An example of a suicide prevention line service from the U.K. It’s time we have it in Brunei too. It’s morally right and justified that the government should set it up immediately.

 

The nine suicide cases that have occurred this year so far have disturbed the public. In February this year, three people ended their lives within a span of a week. In the month of July, a 39-year-old female teacher, a local Chinese woman, a 34-year-old man, and an Indian man took their lives. All these cases have caused untold pain and anguish to their family members, friends and community.

There is also an increased rate of attempted suicide cases. In 2016, a public relations officer from the Fire and Rescue department noted that they have been receiving an average two to three calls (per month) of attempted suicide cases. A decade ago, there were hardly any reports on this issue, he continued.

In light of these facts, it is time for Brunei to have a National Suicide Prevention Line.

When problems such as these arise, various remedies need to be considered and implemented so they can be appropriately dealt with. Across the talks in the towns, there have been calls on the need for the Ministry of Health to introduce a national suicide prevention hotline. An informal poll conducted by one of our youth YBs on June 10th 2018 got an overwhelming response of 99% “yes” from 67 votes on the motion as to whether we should have a national suicide prevention line or not.

The national suicide prevention hotline should be considered so that those contemplating suicide can have immediate access to professionals whom they can trust to solve their immediate problems, or, at the very least, someone whom they can safely share their problems with. The only recourses that these patients now have are the 123 line or the ambulance number. These are not enough. A specialised suicide prevention hotline has to be established in order that their specific problems can merit specific solutions by specific professionals in the field.

There are public and private clinics that do provide therapy or psychological services to these types of problems. However, due to the stigma attached to mental health, many of those who are vulnerable may not be willing to go let alone consider these types of services out of the fear that they may be judged or branded as “mental” in society or their own community. The fear of being shamed by a family member or their extended families should their “stories get leaked out” may also make them reluctant to solicit professional help.

These are real fears and concerns that might have impeded the patients’ ability to secure professional help directly. Compounding these factors are the problems that made them contemplate suicide in the first place. These factors could include financial problems, depression, family breakdown, bullying, relationship problems or drug abuse that made, in a way, suicide the “inevitable” or option to take. This has to change once and for all.

By having a national suicide prevention hotline where anonymity and assurance of the patient are prioritised will in a way reduce these aforementioned concerns and fears. They will then be more willing to open themselves up to the problems and seek solutions eventually with the help of this line.
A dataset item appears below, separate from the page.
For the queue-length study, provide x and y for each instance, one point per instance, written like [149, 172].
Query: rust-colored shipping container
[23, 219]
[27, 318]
That means they will go beyond the phone and eventually sit down with a real professional to secure the necessary help for their existing predicament, thus decreasing the chances of them committing suicide.

Setting up the suicide prevention hotline can also generate jobs for our graduates. There are plenty of young people whose expertise are not being utilised as we speak. Many of whom, rather than capitalise on their skills and education, are left to do work in fields not related to their expertise at all. Having these graduates, mentored and trained by real professionals, will go a long way to produce a self-sufficient national workforce that can allay the problems of mental health nationally.

Funding must be injected on the creation of this line.

Public-Private Partnerships can be extended to the private or public sectors to realise this idea. UBD’s IHS, JPMC, Clarity SDN BHD, and the Brunei Psychological Society can be approached for this purpose. Their research and insights on suicidal behaviour in Brunei can give a clear picture of the problems faced in the country, and, therefore, will help enhance policy-making and national budget allocation towards alleviating the issue of suicide as well as general mental health problems, e.g. depression, anxiety disorders, schizophrenia, OCD (Obsessive-Compulsive Disorder), ADHD,  trauma, PTSD, eating disorders, and bipolar disorder.

Above all, suicide is a huge problem that affects society. There is a saying that the pain of suicide does not stop with the victim. It transfers it to others. It is a terrible problem that has to be dealt with.

The establishment of the national suicide prevention hotline by the government is do-able. It is also morally right and justified for the country to set it up. Who knows there may be dozens of people across the nation contemplating suicide right now who is in desperate need of this line.

Finally, there is a saying. To save a person’s life is to save the whole of humanity. Having a suicide prevention hotline that could save one life in Brunei will justify all the cost or hard work that is required to set up it up. I hope the government realise the idea of a National Prevention Suicide Line as soon as possible.